Luis Hernández
Vox Horrísona
Esto no es Berlín Ediciones
352 páginas
POR DIEGO VALVERDE VILLENA

¿Han visto alguna vez el cuaderno de un naturalista? Es un álbum variopinto en el que se mezclan apuntes, dibujos, planos, signos cifrados, estenografías y bocetos. Nos muestran el mundo que describen; nos muestran también a la persona que observa y anota.

Vox Horrísona es un gran cuaderno de naturalista. Un cuaderno que surge de un pecio, de un rescate. Asombra pensar en las peripecias que han pasado estos poemas para llegar hasta nosotros. Tras haber publicado sus primeros libros en La Rama Florida, la legendaria empresa poética de Javier Sologuren, Luis Hernández decide apartarse del camino habitual de la publicación. Escribe –rescribe, revisa, relee, retuerce, reubica– sus poemas y versiones en unos cuadernos en los que alterna pluma, bolígrafo, rotuladores e incluso recortes que pega en las páginas. Y, cuando termina cada cuaderno, lo regala. Y no sólo a amigos: también al conductor del bus, a un transeúnte cualquiera, a un policía, al mecánico que arregla su coche. Incluso abandona alguno en una cabina telefónica y sale corriendo cuando se lo quieren devolver. Hernández crea piezas únicas, irrepetibles, y las abandona a su suerte, para que sobrevivan por sí mismas, para que busquen solas a su destinatario.

La primera edición de Vox Horrísona (Lima, 1978) nace del empeño de Nicolás Yerovi por recuperar los cuadernos desperdigados. Reúne 28. Irán surgiendo más: tras la publicación del libro, Yerovi recibirá otros 26 de diversas procedencias –esta edición reúne los poemas de los cuadernos transcritos, los tres libros editados en vida y traducciones y poemas sueltos publicados en revistas–. Aún siguen apareciendo nuevos cuadernos.

Todo confluye allí: sus inspiraciones, sus lecturas, sus traducciones, sus bosquejos. Escribe en sus cuadernos los nombres de sus ídolos para que tutelen sus poemas, como filacterias literarias: Ezra Pound, Juan Ramón Jiménez, Rilke, Shelley, Byron, Keats. Y repite sus versos como mantras, hasta hacerlos suyos, hasta que se entretejen con los suyos y los van alumbrando.

Allí aparecen los variados intereses de Luis Hernández: la Astronomía que lo fascinó a los ocho años, en esos meses de convalecencia por la pleuresía; las muchas lenguas; las radionovelas que oía de niño con la empleada; Cat Stevens junto a Richard Strauss; la mitología; los paseos por la playa, las cervezas en bares con aserrín; el cine; el humor travieso que junta el laurel de Apolo con el de los tallarines; y la música, la música llenándolo e impregnándolo todo, la música que «me apasiona, no me entretiene».

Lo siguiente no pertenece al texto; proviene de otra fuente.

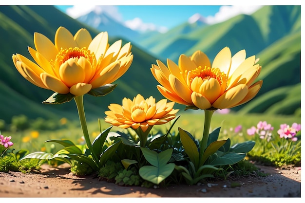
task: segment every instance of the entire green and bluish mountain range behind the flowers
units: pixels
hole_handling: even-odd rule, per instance
[[[86,28],[92,37],[101,32],[100,29],[109,30],[110,44],[118,39],[122,39],[123,44],[129,41],[133,44],[133,63],[127,73],[114,82],[118,84],[114,92],[105,97],[85,95],[88,119],[103,118],[110,103],[121,104],[122,98],[133,98],[137,93],[145,98],[150,95],[156,100],[164,98],[157,91],[157,82],[149,70],[156,59],[177,61],[180,54],[191,55],[198,49],[213,58],[225,46],[229,46],[232,54],[246,49],[247,56],[257,55],[263,66],[259,79],[263,79],[264,84],[257,99],[235,110],[241,113],[293,114],[301,106],[300,16],[300,6],[264,6],[250,16],[239,15],[214,25],[194,20],[165,34],[146,33],[132,39],[112,33],[110,25],[115,27],[116,22],[107,16],[101,20],[108,19],[111,23],[104,28],[95,28],[80,21],[85,17],[71,18],[54,6],[0,6],[0,119],[10,122],[12,116],[19,114],[30,118],[78,119],[73,101],[62,105],[42,104],[53,92],[26,81],[12,62],[12,54],[16,53],[31,59],[27,47],[34,47],[34,32],[54,40],[59,26],[66,27],[72,34]],[[86,18],[90,19],[89,16]],[[127,33],[123,32],[124,29],[117,27],[121,33]]]

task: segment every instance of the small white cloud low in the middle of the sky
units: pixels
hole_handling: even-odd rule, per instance
[[[168,31],[166,27],[157,27],[153,23],[144,23],[141,18],[133,18],[132,20],[127,20],[124,22],[126,27],[132,30],[146,32],[146,31],[159,31],[165,33]]]

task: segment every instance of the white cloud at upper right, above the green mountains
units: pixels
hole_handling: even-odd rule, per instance
[[[237,16],[239,14],[247,14],[250,15],[260,9],[262,6],[260,5],[233,5],[233,6],[221,6],[219,12],[215,14],[215,16],[208,16],[207,23],[215,24],[218,22],[225,21],[229,18]]]

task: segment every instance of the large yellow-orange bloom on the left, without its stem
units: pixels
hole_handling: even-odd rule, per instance
[[[59,27],[55,44],[40,33],[34,33],[35,49],[28,50],[35,62],[23,55],[13,55],[19,73],[38,87],[60,94],[80,96],[122,76],[133,61],[130,42],[123,47],[118,40],[111,46],[108,33],[101,32],[94,39],[86,29],[73,36]]]

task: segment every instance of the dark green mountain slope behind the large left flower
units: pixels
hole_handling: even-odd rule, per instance
[[[27,47],[34,47],[33,34],[39,32],[54,40],[59,26],[66,27],[72,34],[80,28],[86,28],[95,37],[99,32],[88,27],[54,6],[0,6],[0,119],[10,122],[13,115],[26,114],[29,118],[68,117],[78,119],[75,102],[61,105],[45,105],[42,101],[53,92],[36,87],[25,80],[16,70],[12,55],[22,54],[32,60]],[[118,38],[110,38],[112,44]],[[123,40],[123,44],[127,41]],[[96,119],[104,117],[110,103],[121,103],[122,98],[133,98],[137,93],[144,97],[153,95],[163,98],[157,91],[157,82],[153,78],[150,67],[155,58],[143,50],[133,46],[133,63],[130,69],[119,80],[114,92],[104,97],[85,95],[85,111],[87,117]]]

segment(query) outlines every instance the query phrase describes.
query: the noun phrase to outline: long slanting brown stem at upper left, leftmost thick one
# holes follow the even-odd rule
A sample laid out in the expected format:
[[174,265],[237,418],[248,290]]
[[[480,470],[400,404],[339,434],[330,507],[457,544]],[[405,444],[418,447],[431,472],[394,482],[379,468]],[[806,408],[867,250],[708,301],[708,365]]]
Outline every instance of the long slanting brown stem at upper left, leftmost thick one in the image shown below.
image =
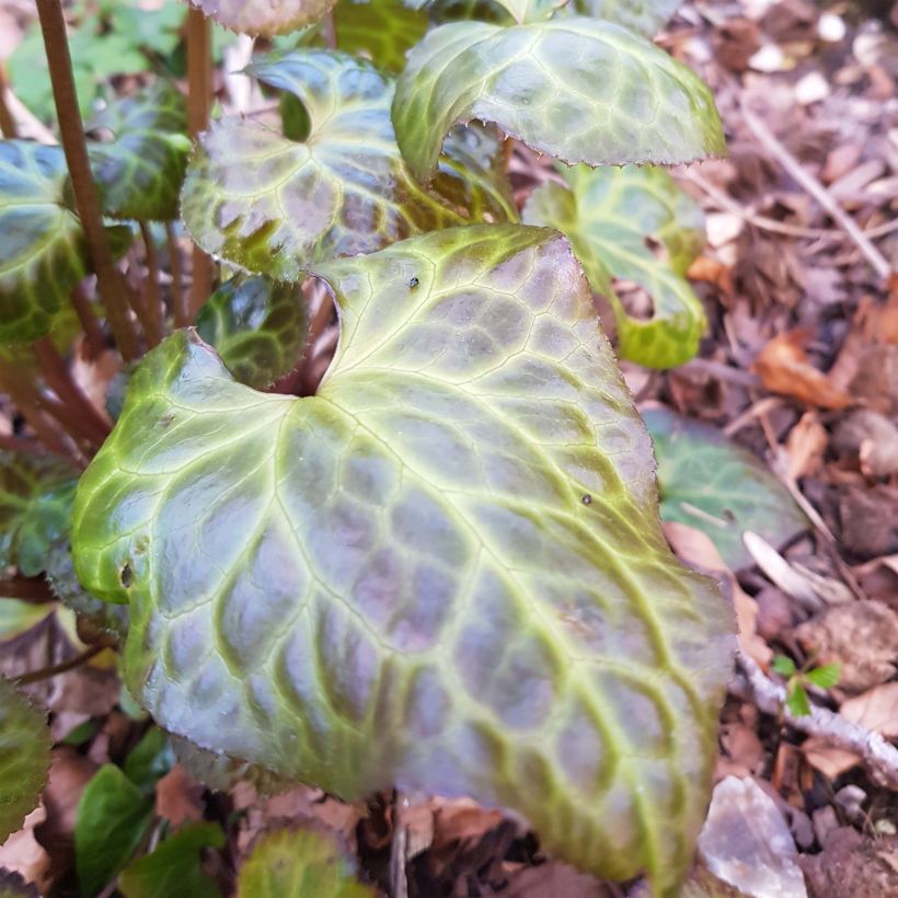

En sus cuadernos está plasmada su poética: ese entender la poesía como una obra múltiple e inacabable. Hernández decía que los poemas no tenían principio ni fin, que toda obra debía ser un continuum. Tomaba un verso de Keats, le daba la vuelta, lo miraba en el microscopio –como su colega Gottfried Benn–, lo partía y lo reconstruía y después lo hacía renacer disponiendo las células a su modo.

El naturalista Hernández injerta a los clásicos en sus propios versos generando nuevos sentidos. Vida y literatura son vasos comunicantes: hay una mezcla, un trasvase constante entre lo percibido y lo creado. Un único río fecundo.

Lucho Hernández confía en el azar lector y reparte sus cuadernos como cartas que se pueden barajar de muchos modos. Le habría de gustar que el lector abriera el libro por cualquier página y leyera de un modo y, al día siguiente, cambiara el orden y leyera desde otra perspectiva. Que jugara libremente con los poemas, piezas de un rompecabezas cambiante.

Son los cuadernos escolares de un niño, en los que va haciendo su tarea. Pero para esa tarea no hay pautas ni respuestas dadas. Está creando un nuevo modo de hacer poesía, cartografiando el territorio que va descubriendo cada día: su mundo propio. Una poesía paralela a su poética vida, donde libros y música son las claves que justifican los solitarios actos del poeta, que lo redimen de su impecable soledad.

Vox Horrísona es el libro de la vida de Luis Hernández. Fragmentario, confuso, asombrosamente rico. Un juego de la oca lleno de pasadizos, de espejos, de repeticiones y encuentros, de caminos que nos llevan de nuevo a la salida o a un lugar inesperado. Un laberinto soñado por un niño. Qué laberinto / Y qué amor / Es la poesía.